Formation of tidally induced bars in galactic flybys: prograde versus retrograde encounters

TL;DR

This study uses self-consistent N-body simulations to demonstrate that tidally induced bars in galaxies form only during prograde encounters, with retrograde flybys having little to no effect on bar formation.

Contribution

It provides a detailed simulation-based analysis showing the dependence of tidally induced bar formation on orbital orientation, clarifying previous conflicting results.

Findings

Strong bars form only in prograde encounters.

Bar strength correlates with impact parameter and velocity.

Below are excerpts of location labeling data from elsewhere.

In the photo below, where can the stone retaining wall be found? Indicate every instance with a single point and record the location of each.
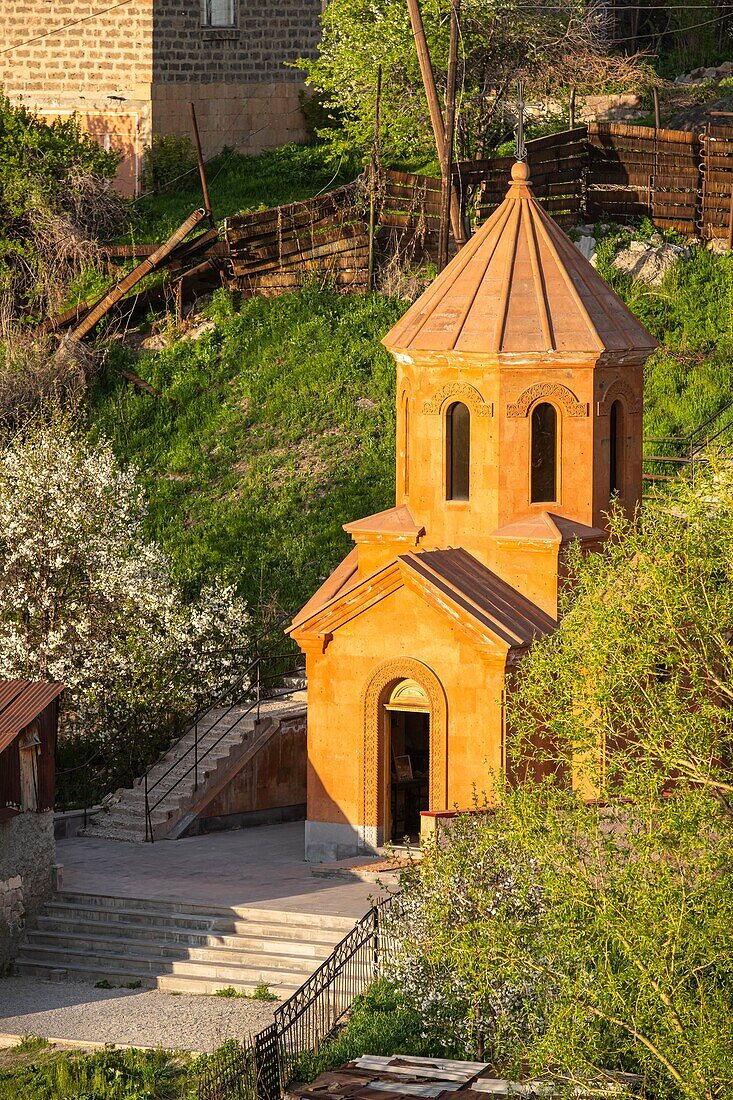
(28, 856)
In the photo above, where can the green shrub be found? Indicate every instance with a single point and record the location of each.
(54, 197)
(45, 1074)
(380, 1023)
(168, 157)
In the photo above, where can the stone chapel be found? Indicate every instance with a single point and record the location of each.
(520, 386)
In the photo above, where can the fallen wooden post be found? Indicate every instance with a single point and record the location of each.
(148, 265)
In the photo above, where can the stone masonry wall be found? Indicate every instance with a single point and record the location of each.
(239, 78)
(28, 855)
(109, 54)
(265, 37)
(130, 73)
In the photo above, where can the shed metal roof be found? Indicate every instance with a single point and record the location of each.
(21, 701)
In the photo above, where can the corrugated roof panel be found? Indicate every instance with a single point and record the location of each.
(21, 701)
(491, 601)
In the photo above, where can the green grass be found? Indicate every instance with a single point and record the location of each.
(239, 184)
(261, 992)
(277, 427)
(35, 1070)
(274, 430)
(690, 377)
(380, 1023)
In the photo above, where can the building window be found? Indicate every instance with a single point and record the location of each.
(458, 451)
(544, 453)
(217, 12)
(616, 451)
(406, 447)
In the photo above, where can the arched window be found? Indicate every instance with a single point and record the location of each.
(406, 447)
(544, 453)
(616, 449)
(458, 452)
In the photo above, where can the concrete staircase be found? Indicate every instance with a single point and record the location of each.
(225, 734)
(175, 946)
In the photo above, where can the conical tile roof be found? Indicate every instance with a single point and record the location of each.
(520, 287)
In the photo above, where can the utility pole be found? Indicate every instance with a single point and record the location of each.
(201, 167)
(446, 193)
(374, 168)
(434, 106)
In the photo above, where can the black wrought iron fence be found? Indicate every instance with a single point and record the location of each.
(262, 1067)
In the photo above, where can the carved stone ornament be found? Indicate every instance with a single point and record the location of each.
(547, 389)
(460, 391)
(622, 389)
(376, 694)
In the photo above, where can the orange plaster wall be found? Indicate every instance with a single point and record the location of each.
(501, 446)
(401, 625)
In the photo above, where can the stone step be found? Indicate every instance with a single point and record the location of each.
(53, 928)
(219, 919)
(143, 965)
(51, 946)
(123, 976)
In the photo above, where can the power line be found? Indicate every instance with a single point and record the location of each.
(678, 30)
(57, 30)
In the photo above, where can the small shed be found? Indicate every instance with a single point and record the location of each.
(29, 727)
(406, 1077)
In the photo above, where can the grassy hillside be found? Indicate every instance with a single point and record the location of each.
(275, 428)
(277, 425)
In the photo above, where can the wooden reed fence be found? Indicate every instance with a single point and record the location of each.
(680, 180)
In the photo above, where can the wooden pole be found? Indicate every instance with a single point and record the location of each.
(449, 139)
(657, 120)
(373, 179)
(434, 105)
(201, 167)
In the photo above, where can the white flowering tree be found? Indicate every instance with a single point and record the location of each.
(86, 600)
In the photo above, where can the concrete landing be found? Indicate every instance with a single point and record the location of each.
(260, 867)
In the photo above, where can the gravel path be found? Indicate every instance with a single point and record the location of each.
(138, 1018)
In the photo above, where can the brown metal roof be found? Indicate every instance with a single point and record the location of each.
(482, 594)
(21, 701)
(520, 286)
(395, 521)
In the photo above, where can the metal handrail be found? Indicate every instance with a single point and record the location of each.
(222, 695)
(252, 704)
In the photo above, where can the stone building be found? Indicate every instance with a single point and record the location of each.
(520, 386)
(130, 70)
(29, 724)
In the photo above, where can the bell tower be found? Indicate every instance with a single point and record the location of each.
(520, 388)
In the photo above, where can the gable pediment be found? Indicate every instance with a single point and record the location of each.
(483, 608)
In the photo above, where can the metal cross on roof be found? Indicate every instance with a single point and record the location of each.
(521, 152)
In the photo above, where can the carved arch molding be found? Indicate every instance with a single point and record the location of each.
(460, 391)
(547, 389)
(372, 763)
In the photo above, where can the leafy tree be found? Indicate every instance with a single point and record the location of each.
(575, 935)
(87, 601)
(501, 40)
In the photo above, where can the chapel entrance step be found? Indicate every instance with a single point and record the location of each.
(177, 947)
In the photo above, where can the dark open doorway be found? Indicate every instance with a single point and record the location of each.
(409, 756)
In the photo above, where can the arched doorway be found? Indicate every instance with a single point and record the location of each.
(407, 763)
(401, 681)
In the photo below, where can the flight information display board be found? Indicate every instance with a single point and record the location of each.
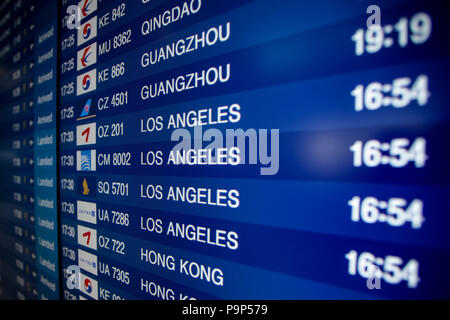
(254, 150)
(29, 265)
(241, 149)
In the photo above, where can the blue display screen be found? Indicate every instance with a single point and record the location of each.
(243, 149)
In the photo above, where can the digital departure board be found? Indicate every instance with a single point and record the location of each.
(29, 267)
(210, 150)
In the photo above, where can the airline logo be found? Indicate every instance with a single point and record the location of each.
(87, 7)
(87, 237)
(86, 186)
(85, 112)
(87, 56)
(87, 31)
(86, 160)
(87, 134)
(89, 286)
(87, 261)
(87, 82)
(87, 211)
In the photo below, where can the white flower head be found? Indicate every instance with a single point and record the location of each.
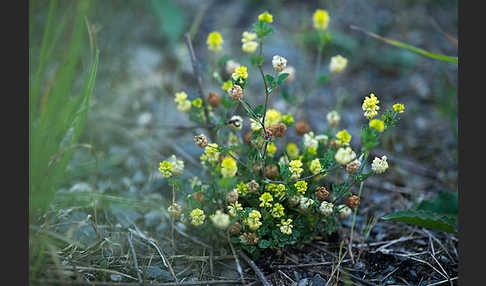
(279, 63)
(338, 64)
(326, 208)
(220, 219)
(344, 155)
(378, 165)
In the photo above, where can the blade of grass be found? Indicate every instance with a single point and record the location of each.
(411, 48)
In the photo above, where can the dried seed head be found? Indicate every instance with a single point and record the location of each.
(321, 193)
(199, 196)
(353, 167)
(235, 228)
(236, 92)
(201, 141)
(353, 201)
(253, 186)
(279, 129)
(271, 171)
(174, 210)
(269, 133)
(301, 127)
(214, 99)
(232, 196)
(252, 238)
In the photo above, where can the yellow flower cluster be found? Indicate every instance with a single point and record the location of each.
(214, 41)
(315, 166)
(266, 199)
(277, 211)
(301, 186)
(285, 226)
(320, 19)
(265, 17)
(183, 104)
(211, 153)
(399, 108)
(233, 208)
(343, 137)
(271, 149)
(249, 44)
(272, 117)
(295, 168)
(253, 220)
(278, 190)
(370, 106)
(197, 216)
(377, 124)
(292, 150)
(228, 167)
(166, 168)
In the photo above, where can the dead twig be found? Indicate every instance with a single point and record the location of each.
(255, 268)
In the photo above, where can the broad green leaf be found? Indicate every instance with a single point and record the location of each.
(409, 47)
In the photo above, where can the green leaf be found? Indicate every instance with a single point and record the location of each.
(409, 47)
(426, 219)
(264, 243)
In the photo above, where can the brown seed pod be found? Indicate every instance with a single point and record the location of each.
(252, 238)
(214, 99)
(271, 171)
(301, 127)
(353, 201)
(321, 193)
(253, 187)
(199, 196)
(232, 196)
(248, 137)
(278, 130)
(201, 141)
(235, 228)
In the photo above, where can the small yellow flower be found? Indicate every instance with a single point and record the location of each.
(271, 149)
(265, 200)
(265, 17)
(197, 216)
(240, 73)
(321, 19)
(226, 85)
(315, 166)
(211, 153)
(295, 167)
(197, 102)
(277, 211)
(301, 186)
(292, 150)
(370, 106)
(285, 226)
(377, 124)
(214, 41)
(399, 108)
(343, 137)
(272, 117)
(166, 168)
(228, 167)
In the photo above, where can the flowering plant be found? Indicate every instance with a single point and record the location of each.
(262, 193)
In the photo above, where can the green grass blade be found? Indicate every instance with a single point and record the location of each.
(411, 48)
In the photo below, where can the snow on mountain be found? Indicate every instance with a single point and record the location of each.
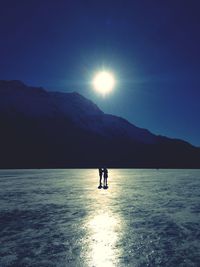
(17, 98)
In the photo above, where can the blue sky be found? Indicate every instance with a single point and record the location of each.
(151, 46)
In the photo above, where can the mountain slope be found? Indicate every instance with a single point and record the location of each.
(52, 129)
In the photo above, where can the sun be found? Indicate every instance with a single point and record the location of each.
(104, 82)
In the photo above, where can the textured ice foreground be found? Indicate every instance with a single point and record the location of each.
(60, 218)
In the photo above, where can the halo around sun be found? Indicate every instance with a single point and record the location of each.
(103, 82)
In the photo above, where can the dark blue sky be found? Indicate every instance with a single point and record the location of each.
(151, 46)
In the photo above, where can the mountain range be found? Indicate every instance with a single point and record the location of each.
(41, 129)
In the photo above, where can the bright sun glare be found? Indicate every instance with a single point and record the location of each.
(103, 82)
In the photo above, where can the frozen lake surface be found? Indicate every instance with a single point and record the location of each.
(60, 218)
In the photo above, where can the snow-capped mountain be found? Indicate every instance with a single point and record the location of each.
(51, 129)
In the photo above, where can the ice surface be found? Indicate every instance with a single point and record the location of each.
(60, 218)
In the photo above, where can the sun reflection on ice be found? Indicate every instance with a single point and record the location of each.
(104, 230)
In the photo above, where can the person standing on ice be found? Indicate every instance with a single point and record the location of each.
(100, 176)
(105, 177)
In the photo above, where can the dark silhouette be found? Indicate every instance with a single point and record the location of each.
(105, 178)
(57, 132)
(100, 177)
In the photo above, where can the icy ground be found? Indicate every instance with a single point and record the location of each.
(59, 218)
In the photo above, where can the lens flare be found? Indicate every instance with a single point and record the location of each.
(103, 82)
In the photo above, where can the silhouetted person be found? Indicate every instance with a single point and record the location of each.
(100, 176)
(105, 177)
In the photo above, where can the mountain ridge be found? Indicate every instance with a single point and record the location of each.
(55, 129)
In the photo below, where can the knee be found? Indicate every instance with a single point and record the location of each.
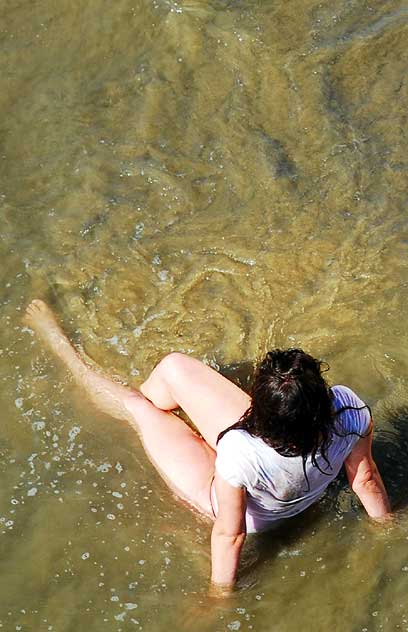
(171, 364)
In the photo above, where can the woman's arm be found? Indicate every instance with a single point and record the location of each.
(228, 534)
(365, 479)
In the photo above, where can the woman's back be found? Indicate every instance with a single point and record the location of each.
(281, 486)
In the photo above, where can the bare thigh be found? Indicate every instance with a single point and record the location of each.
(183, 459)
(211, 401)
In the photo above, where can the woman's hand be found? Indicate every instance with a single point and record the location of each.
(228, 536)
(365, 479)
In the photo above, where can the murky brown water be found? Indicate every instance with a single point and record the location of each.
(216, 178)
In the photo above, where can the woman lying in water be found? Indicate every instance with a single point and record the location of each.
(260, 459)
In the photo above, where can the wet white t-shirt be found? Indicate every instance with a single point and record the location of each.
(276, 485)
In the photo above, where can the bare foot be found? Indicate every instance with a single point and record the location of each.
(106, 394)
(40, 317)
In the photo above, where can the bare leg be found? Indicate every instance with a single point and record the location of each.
(183, 459)
(210, 400)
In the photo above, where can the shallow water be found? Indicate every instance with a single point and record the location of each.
(215, 178)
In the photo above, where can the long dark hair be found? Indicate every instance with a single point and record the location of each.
(291, 407)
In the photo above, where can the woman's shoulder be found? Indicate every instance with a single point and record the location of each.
(353, 413)
(236, 438)
(345, 396)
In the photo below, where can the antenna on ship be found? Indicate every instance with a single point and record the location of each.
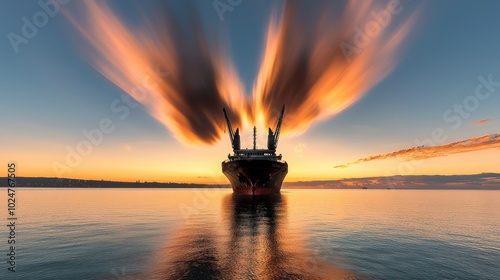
(273, 137)
(254, 138)
(233, 136)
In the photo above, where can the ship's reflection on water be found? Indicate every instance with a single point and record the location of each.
(251, 240)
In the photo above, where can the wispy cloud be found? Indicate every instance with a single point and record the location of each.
(491, 141)
(480, 121)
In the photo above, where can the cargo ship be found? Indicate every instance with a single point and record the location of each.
(255, 171)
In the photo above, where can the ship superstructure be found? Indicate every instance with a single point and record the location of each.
(255, 171)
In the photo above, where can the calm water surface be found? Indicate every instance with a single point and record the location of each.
(210, 234)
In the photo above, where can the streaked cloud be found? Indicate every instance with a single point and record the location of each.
(491, 141)
(315, 61)
(472, 181)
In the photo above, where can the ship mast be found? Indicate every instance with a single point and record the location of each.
(233, 137)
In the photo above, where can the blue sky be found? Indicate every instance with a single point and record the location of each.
(50, 93)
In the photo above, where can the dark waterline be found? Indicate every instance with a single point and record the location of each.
(212, 234)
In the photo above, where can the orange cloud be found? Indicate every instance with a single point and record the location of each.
(480, 121)
(491, 141)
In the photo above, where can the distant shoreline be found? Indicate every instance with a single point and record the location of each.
(483, 181)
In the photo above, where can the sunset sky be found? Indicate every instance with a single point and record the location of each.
(56, 85)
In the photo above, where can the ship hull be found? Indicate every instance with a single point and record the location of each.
(255, 176)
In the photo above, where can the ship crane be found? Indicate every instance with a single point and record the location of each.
(273, 137)
(234, 137)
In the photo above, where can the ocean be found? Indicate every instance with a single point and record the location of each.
(211, 234)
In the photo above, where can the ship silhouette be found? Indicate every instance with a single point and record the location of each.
(255, 171)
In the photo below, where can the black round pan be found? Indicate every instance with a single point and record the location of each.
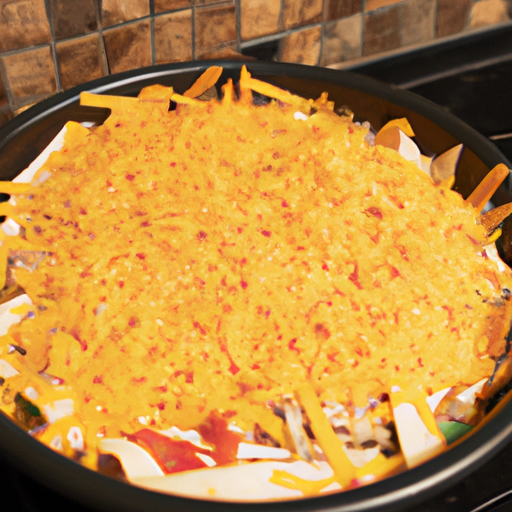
(22, 139)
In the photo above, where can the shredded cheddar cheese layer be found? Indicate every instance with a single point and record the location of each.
(220, 255)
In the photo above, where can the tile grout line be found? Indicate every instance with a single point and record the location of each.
(152, 30)
(105, 66)
(53, 45)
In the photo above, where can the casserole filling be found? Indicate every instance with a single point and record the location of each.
(228, 282)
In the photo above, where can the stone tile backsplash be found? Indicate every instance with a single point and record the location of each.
(47, 46)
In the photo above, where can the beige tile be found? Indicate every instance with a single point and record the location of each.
(301, 13)
(381, 31)
(302, 47)
(128, 46)
(259, 18)
(173, 37)
(23, 23)
(371, 5)
(171, 5)
(30, 76)
(452, 17)
(215, 26)
(73, 18)
(79, 60)
(342, 40)
(489, 12)
(418, 21)
(336, 9)
(114, 12)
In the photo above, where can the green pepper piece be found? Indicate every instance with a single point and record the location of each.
(453, 430)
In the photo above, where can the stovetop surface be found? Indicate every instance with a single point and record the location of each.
(472, 79)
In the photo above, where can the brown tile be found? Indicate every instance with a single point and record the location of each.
(259, 18)
(381, 31)
(342, 40)
(73, 18)
(489, 12)
(23, 23)
(214, 26)
(79, 60)
(418, 21)
(5, 116)
(128, 47)
(173, 37)
(114, 12)
(371, 5)
(334, 9)
(452, 17)
(302, 47)
(171, 5)
(30, 76)
(3, 97)
(301, 13)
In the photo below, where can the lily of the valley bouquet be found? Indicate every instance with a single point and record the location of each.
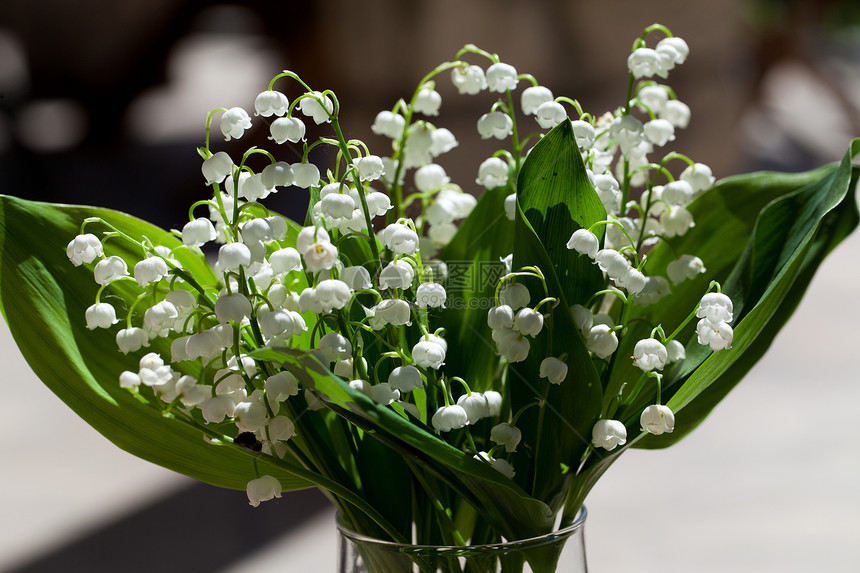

Bars often undergo buckling instability, thickening vertically.

Abstract

Bars in disky galaxies can be formed by interactions with other systems, including those of comparable mass. It has long been established that the effect of such interactions on galaxy morphology depends strongly on the orbital configuration, in particular the orientation of the intrinsic spin of the galactic disk with respect to its orbital angular momentum. Prograde encounters modify the morphology strongly, including the formation of tidally induced bars, while retrograde flybys should have little effect on morphology. Recent works on the subject reached conflicting conclusions, one using the impulse approximation and claiming no dependence on this angle in the properties of tidal bars. To resolve the controversy, we performed self-consistent N-body simulations of hyperbolic encounters between two identical Milky Way-like galaxies assuming different velocities and impact parameters, with one of the galaxies on a prograde and the other on a retrograde orbit. The galaxies were initially composed of an exponential stellar disk and an NFW dark halo, and were stable against bar formation in isolation for 3 Gyr. We find that strong tidally induced bars form only in galaxies on prograde orbits. For smaller impact parameters and lower relative velocities the bars are stronger and have lower pattern speeds. Stronger bars undergo extended periods of buckling instability that thicken their vertical structure. The encounters also lead to the formation of two-armed spirals with strength inversely proportional to the strength of the bars. We conclude that proper modeling of prograde and retrograde encounters cannot rely on the simplest impulse approximation.